Olha, um copinho de grogue custa 20$00, uma pedra de crack custa 200$00, às vezes pode ser mais caro ou mais barato, o acesso a esses produtos é cada vez mais fácil. Estão até nas portas das escolas, cada dia há mais meninos nessa situação e são cada vez mais novos. Quando vão para a escola as famílias já problemáticas ficam aliviadas por terem mais um para a escola cuidar. Mas na escola são tantos dentro de uma turma, mais de trinta para um só professor, por isso, passam despercebidos, cedo descobrem que estão por sua conta.

terça-feira, 2 de março de 2010

ALGUÉM AVISOU AS RABIDANTES?

Primeiros meses de 2010...

Este mar que nos liga e isola do mundo e que definitivamente nos separa uns dos outros não é nada face à unidade que sentimos agora em relação às mudanças climáticas. Credo! Tivemos um Carnaval mesmo calorento! Quem trajou as vestimentas menos pudicas, não sentiu o ventinho fresco e incomodativo (com todo o respeito à mãe Natureza) dos anos anteriores.

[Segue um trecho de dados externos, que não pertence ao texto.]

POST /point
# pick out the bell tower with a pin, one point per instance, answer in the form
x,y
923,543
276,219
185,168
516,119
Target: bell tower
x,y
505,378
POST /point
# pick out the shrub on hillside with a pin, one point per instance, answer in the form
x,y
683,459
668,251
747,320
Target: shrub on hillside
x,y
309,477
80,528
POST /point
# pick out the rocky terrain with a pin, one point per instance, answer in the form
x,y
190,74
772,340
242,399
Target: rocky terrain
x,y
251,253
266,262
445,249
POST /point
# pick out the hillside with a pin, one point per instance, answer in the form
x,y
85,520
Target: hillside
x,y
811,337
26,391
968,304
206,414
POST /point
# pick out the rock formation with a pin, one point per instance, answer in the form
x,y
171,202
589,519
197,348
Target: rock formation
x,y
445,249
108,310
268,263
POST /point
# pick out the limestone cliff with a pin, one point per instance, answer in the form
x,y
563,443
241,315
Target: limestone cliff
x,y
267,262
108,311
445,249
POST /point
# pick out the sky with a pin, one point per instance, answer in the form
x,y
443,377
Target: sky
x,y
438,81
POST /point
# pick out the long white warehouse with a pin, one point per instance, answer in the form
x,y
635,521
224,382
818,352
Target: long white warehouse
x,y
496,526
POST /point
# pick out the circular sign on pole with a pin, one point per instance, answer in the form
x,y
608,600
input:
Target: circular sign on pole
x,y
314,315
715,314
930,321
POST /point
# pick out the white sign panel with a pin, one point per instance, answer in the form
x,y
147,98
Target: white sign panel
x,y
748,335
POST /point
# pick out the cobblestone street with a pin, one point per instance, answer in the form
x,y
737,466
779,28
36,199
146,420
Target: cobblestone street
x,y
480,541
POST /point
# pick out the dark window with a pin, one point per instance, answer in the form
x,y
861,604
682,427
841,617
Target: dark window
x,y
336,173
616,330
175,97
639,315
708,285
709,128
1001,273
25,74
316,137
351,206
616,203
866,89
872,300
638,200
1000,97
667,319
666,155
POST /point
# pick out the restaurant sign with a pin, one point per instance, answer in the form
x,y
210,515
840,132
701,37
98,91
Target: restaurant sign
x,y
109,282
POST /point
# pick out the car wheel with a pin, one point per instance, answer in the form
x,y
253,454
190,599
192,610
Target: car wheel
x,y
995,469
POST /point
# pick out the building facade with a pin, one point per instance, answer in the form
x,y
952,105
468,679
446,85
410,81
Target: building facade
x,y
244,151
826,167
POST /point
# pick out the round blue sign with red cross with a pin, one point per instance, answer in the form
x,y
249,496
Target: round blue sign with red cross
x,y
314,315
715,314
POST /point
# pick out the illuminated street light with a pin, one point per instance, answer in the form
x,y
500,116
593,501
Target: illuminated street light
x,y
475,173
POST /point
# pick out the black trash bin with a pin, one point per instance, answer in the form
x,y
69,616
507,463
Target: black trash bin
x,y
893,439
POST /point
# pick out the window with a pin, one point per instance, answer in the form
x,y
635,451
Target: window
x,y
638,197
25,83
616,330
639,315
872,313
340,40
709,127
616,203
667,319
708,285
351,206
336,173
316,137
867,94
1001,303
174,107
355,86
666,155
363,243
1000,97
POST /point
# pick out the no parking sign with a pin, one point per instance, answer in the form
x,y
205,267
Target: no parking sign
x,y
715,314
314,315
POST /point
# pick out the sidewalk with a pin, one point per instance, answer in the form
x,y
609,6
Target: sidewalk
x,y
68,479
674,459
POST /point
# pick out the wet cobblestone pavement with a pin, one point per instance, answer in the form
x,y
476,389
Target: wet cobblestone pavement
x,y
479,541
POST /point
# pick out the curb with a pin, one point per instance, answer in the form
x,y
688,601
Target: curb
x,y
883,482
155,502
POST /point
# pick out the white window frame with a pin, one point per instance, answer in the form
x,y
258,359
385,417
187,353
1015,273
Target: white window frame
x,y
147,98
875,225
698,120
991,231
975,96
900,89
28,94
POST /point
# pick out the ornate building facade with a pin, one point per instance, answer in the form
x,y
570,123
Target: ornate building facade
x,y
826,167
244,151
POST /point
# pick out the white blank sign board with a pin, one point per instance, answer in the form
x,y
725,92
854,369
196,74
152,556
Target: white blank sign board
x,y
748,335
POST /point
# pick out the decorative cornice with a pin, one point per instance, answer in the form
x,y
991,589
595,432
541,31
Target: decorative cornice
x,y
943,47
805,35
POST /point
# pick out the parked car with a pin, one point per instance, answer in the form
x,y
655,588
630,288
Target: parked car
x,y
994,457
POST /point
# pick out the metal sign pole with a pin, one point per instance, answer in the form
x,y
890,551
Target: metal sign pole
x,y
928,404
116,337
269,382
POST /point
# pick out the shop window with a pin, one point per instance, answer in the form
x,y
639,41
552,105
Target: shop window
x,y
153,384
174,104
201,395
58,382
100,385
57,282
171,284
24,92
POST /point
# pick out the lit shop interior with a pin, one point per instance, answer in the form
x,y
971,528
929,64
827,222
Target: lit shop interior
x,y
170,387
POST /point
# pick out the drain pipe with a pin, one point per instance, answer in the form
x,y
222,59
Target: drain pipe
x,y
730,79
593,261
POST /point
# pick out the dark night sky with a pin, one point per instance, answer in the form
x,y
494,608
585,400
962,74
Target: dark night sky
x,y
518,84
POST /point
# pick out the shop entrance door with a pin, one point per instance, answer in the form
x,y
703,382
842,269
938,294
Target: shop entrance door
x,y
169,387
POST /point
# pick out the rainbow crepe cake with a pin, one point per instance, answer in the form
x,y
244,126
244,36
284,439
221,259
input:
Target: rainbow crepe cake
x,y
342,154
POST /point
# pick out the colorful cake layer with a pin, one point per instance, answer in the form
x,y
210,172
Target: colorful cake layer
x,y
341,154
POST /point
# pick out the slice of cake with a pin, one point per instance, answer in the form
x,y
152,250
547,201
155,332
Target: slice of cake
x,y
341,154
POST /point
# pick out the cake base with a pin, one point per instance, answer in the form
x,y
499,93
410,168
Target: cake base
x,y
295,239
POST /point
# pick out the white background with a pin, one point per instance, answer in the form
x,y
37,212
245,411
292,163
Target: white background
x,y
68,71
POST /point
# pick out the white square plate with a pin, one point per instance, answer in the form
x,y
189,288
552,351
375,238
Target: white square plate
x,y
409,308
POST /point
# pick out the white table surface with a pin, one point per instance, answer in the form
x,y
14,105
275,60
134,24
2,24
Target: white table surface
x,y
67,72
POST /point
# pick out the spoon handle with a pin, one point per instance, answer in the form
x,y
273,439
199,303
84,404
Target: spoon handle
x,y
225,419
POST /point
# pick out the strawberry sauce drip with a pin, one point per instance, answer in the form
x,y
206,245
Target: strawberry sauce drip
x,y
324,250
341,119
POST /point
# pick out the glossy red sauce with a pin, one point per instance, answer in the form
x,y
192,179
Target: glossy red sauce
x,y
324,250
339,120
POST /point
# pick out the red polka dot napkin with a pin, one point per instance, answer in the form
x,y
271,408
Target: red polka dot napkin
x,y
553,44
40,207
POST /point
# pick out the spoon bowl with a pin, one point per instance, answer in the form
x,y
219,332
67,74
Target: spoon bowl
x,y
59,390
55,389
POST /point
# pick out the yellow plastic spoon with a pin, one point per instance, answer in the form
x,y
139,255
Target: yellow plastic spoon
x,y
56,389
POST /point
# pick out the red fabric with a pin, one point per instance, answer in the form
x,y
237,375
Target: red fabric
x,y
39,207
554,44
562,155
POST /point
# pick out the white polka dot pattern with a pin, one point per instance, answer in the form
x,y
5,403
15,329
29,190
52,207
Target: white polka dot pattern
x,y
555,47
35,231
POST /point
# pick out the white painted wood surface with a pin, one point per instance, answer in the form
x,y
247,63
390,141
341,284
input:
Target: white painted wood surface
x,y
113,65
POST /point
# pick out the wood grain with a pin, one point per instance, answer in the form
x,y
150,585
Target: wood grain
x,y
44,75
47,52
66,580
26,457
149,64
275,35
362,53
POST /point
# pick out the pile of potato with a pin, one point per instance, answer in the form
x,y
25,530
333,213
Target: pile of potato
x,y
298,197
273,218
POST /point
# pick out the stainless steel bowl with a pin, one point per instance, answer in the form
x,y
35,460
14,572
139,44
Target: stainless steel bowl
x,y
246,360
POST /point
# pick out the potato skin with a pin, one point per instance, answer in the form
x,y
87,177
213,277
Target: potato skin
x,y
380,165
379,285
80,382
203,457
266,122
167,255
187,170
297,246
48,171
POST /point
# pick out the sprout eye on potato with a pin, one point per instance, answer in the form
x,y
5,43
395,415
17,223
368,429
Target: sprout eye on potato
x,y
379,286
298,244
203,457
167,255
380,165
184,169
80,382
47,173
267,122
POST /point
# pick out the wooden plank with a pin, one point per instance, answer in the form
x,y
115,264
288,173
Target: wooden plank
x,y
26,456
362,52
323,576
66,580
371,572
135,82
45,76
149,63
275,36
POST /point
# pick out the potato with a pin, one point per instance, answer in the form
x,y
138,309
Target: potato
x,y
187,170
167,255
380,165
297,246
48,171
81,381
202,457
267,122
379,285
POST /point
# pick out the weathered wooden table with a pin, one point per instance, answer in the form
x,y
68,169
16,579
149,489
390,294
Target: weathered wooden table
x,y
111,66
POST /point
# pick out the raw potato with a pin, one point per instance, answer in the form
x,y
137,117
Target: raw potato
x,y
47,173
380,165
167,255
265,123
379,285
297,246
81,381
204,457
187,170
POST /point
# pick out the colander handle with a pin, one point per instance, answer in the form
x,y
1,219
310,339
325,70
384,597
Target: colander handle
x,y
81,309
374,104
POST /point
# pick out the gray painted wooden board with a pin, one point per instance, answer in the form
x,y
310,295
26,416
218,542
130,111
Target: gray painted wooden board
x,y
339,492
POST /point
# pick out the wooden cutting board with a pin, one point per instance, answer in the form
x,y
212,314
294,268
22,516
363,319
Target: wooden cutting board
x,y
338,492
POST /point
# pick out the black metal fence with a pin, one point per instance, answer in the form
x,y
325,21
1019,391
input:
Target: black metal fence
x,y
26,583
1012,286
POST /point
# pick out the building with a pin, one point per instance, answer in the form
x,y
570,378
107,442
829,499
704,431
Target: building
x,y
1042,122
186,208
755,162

Enfim!!! Funciona como que um descontrolo de fuso horário, a temperatura nos relembra o Verão. Mas é um Verão que sabe a artificial, sem o cheiro a mangas de terra, sem as caras novas típicas das férias. Um Verão em que os meninos ainda usam as fardas escolares...


Os meteorologistas responsáveis não avisaram às rabidantes que não era preciso trazerem casacos de peles sintéticas. Que mais não avisaram?


Agora sim, o medo começa a instalar-se mesmo. Hoje em dia , os pensamentos estapafúrdios e absurdos das noites de insónias voluntárias ou involuntárias, passíveis de ocorrer a um cabo-verdiano, incluem também solucionar mentalmente o problema: tsunami em Cabo Verde, que tipo de abrigos construir? Se as ondas tiverem mais de duzentos metros não é preciso pensar em soluções, ficaremos reduzidos ao que sempre fomos (dos restos da Atlântida perdida), numa versão mais molhada .


Mas se as ondas forem menos de duzentos metros, teremos de pensar em construção de abrigos, e se a insónia for daquelas ferradas, o pensamento vai mais longe, já estaremos a resolver problemas geológicos e matemáticos inventando inclusive fórmulas inéditas sobre como sobreviver aos desabamentos, aos esgotos a céu aberto, e por aí adiante...

As nossas tropas serão suficientes? Com a unidade climática, em vez de ajuda externa passaremos a ter ajuda interna. Ela chegará a todas as vítimas das mudanças climáticas mundiais?